Wednesday, October 17, 2007

SQL server down, detectives continue the search for answers

I woke up this morning to find our database server down (which took VirtualCenter with it). This is a production SQL server, and our accounting software depends on it.

I logged in directly to the ESX host using the VirtualCenter Client. The VM was still running, but I couldn't do anything on the console. I saw the screensaver but it wasn't moving, so I reset the VM, and it started up fine.

The server went down at 6:21 and was down for about 45 min until I caught it.

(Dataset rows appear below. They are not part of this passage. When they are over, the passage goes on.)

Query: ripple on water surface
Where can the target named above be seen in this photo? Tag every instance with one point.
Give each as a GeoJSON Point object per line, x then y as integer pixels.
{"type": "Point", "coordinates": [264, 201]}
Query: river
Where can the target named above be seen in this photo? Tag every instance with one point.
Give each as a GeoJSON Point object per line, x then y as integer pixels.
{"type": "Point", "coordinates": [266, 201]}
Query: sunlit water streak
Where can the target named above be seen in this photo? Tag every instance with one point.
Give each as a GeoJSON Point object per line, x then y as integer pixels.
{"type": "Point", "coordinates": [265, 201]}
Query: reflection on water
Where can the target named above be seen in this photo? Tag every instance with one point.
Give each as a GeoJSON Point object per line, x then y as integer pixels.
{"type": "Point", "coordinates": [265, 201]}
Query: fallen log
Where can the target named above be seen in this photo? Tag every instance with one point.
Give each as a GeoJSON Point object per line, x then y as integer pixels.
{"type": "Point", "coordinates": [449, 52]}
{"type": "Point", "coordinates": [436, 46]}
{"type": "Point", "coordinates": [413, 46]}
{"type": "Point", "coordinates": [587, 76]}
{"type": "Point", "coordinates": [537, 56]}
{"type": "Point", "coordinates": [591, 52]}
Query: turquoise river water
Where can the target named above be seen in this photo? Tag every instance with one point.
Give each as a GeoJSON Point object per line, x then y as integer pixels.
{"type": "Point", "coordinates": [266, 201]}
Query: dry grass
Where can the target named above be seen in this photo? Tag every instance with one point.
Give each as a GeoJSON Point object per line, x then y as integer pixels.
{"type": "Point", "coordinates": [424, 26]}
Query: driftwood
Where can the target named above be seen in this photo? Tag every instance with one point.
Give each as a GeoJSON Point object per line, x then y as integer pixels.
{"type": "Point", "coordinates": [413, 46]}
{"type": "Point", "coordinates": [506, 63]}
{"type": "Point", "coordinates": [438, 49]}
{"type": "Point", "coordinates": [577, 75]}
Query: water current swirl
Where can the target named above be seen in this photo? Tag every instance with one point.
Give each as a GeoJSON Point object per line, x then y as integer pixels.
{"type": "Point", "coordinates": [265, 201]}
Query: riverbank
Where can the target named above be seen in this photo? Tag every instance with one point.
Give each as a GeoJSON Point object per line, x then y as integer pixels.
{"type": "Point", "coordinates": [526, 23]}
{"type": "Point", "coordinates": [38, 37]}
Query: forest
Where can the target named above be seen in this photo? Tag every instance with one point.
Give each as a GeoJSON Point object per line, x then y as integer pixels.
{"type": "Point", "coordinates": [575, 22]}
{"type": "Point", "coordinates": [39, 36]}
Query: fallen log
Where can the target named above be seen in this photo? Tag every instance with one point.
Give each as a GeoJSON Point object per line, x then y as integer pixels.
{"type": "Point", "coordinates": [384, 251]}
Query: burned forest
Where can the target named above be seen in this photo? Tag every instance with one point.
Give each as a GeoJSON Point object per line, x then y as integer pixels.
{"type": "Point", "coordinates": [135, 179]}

The ESX performance logs showed normal (i.e. little or no) disk or network activity. However, memory usage dropped to zero, and the SMP processors (2 of them) were at ~2.66 Ghz (max) and ~1.7 Ghz for those 45 min (total average was ~65%).

Windows event logs show nothing, except that the shutdown was unexpected.

No other VM was affected. So it was either an error on the ESX process hosting the VM, or the OS itself.

Unique facts about this VM:

  • It was switched from 4 to 2 processors at one point due to SQL licensing (over a month ago). I researched this and assumed that the NT multiprocessor kernal wouldn't be affected unless we went to 1.
  • Hourly (for our purposes 6:00 am), SQL full backups occur. They create about 2.5 gigs worth of data that takes about 2 min. Should have been done long before the server crashed.
  • I have VCplus (http://www.run-virtual.com/?page_id=184) running on our VirtualCenter server. It was using a domain admin login for DB access during testing, so it had rights to break something if it wanted I suppose.
  • The SQL services are running under different logins than default. We were trying to get SCE 2007 to work with our SQL server about a month ago, and they suggested trying this.
SQL Server Integration Services
NT AUTHORITY\NetworkService
SQL Server FullText Search
LocalSystem
SQL Server
LocalSystem
SQL Server Analysis Services
LocalSystem
SQL Server Reporting Services
LocalSystem
SQL Server Browser
LocalSystem
SQL Server Agent
LocalSystem
I'm going to rebuild it this weekend just to be safe, considering the CPU went crazy, and we changed the processor count after the kernel was installed...

I've posted a question on the VMTN forums, so hopefully someone has some insight.

Tuesday, October 09, 2007

Thin clients and virtual desktops

We started testing virtual desktops for our company. It all originally started as a joke, saying we already had ESX server, why not throw all of our desktops on it as well. Then one of the co-founders of the company asked my boss about it, saying he read about it somewhere and it seemed neat. Then we were planning on virtualizing all of our desktops. But alot of users need CD drives. So as of this writing, we are planning on using virtual desktops for any contractors or new users that do not require a CD drive.

So, for the thin client, we are going to be reusing old PC's where possible, or buying an HP t5135 for new hires. I couldn't get my hands on any version of VMware's VDM 2 Beta from their VDI initiative, and I'm not sure if that will include a thin client when it's released towards the end of this year. So for now, we are using 2X's ThinClientServer, along with their ThinClientOS.

We first installed ThinClientServer on one of our Windows VMs. It does a couple things. First, when your thin client boots up, it acts as a DHCP helper to listen for DHCP requests, and returns a TFTP server and boot image filename. It also includes the TFTP server that hosts the ThinClientOS. Then, after the OS boots and the user trys to log in, it makes decisions based on the login as to which machine to redirect the user to.

I had no problem getting the ThinClientOS up and running on our test HP t5135. But getting it to work on our PCs is a different story. I first tried it on my PC, a relativly new HP dc5700, and it didn't recognize my NIC (after it successfully downloaded the boot image). I then tried it on a much older PC that one of our scanners is hooked up to, and it couldn't detect the video card properly (while I was looking at the error message). So I'll spend a lot of time troubleshooting these driver issues if we go live using ThinClientOS.
I'm looking forward to seeing exactly how VMware's VDM 2 is going to fit into all of this when it gets released in December. I know that they are going to do the same things as ThinClientServer (connection broker), but I'm not sure about a PXE boot image (but I would imagine they would have to include this in order to compete).